A third of muscle-loss proteins also drive bone loss — and too much muscle backfires [Lifespan.io]
Mining UK Biobank data in Aging Cell, researchers found that sarcopenia (muscle loss) and osteoporosis (bone loss) each raise the risk of the other, especially in men. Nearly one-third of the proteins associated with either condition were tied to both — almost always in the same direction — and 12 shared genetic regions turned up, 10 positively correlated, many funneling through NF-κB inflammation. The twist was a U-shaped curve: people with very low muscle mass had weaker bones, but so did those with excessive muscle, which the authors attribute to overloading bone through too-hard or poorly designed training. Omega-3-to-total-fat ratios, smoking, short sleep, and poor gut health all showed up as mediators, though this is association-only (grip strength and heel measures, no causality). For your protocol: load your skeleton with resistance training, but don't assume more is always better — recovery, sleep, and omega-3 status appear to sit on the shared muscle-bone axis.
Across 37,500 brain scans, glucose was the No. 1 blood driver of an older-looking brain [Medical Xpress]
Writing in Molecular Psychiatry, teams at Jilin University and China Medical University trained a machine-learning "brain age" model on more than 4,000 healthy people, then computed the gap between brain and chronological age for roughly 37,500 UK Biobank participants. In the 21,780 with metabolite data, nine blood molecules tracked with faster-aging brains — and glucose showed the strongest effect of all. Higher glucose was also linked to smaller volumes across 80 cortical, subcortical, and cerebellar regions. Because it's observational, this shows correlation, not proof that lowering glucose rejuvenates the brain. For your protocol: it reinforces glucose control — through diet, post-meal movement, and weight management — as one of the few brain-aging levers you can actually pull, and it dovetails neatly with this week's fasting data.
Mars-level radiation aged mouse livers in 24 hours, echoing the NASA Twins Study [News-Medical]
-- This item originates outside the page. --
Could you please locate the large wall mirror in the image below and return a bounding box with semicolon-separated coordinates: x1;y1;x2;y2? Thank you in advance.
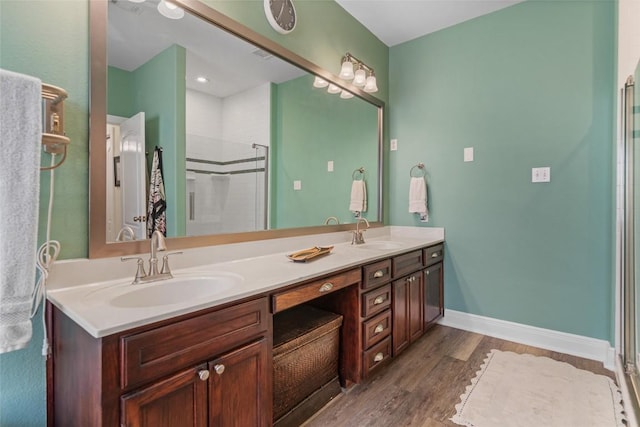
89;0;384;258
A University of Central Florida team publishing in GeroScience used spaceflight as an accelerated-aging model, exposing mice to 14 days of simulated microgravity plus galactic-cosmic-radiation doses approximating a round trip to Mars. The liver responded within a day: just 24 hours after radiation, gene-expression changes "remarkably similar" to normal aging appeared, alongside rising cellular senescence, inflammation, and fibrosis. The pattern matched genetic signatures pulled from real astronaut blood in the NASA Twins Study and the Inspiration4 mission, and the changes converged on miRNA–TGF-β networks. The researchers then tested antagomirs — molecules that silence specific microRNAs — as a possible countermeasure. For your protocol: nothing to swallow here, but it's a vivid reminder that radiation and senescence pathways can drive measurable aging fast — and it hands geroscience a new, rapid model for stress-testing interventions.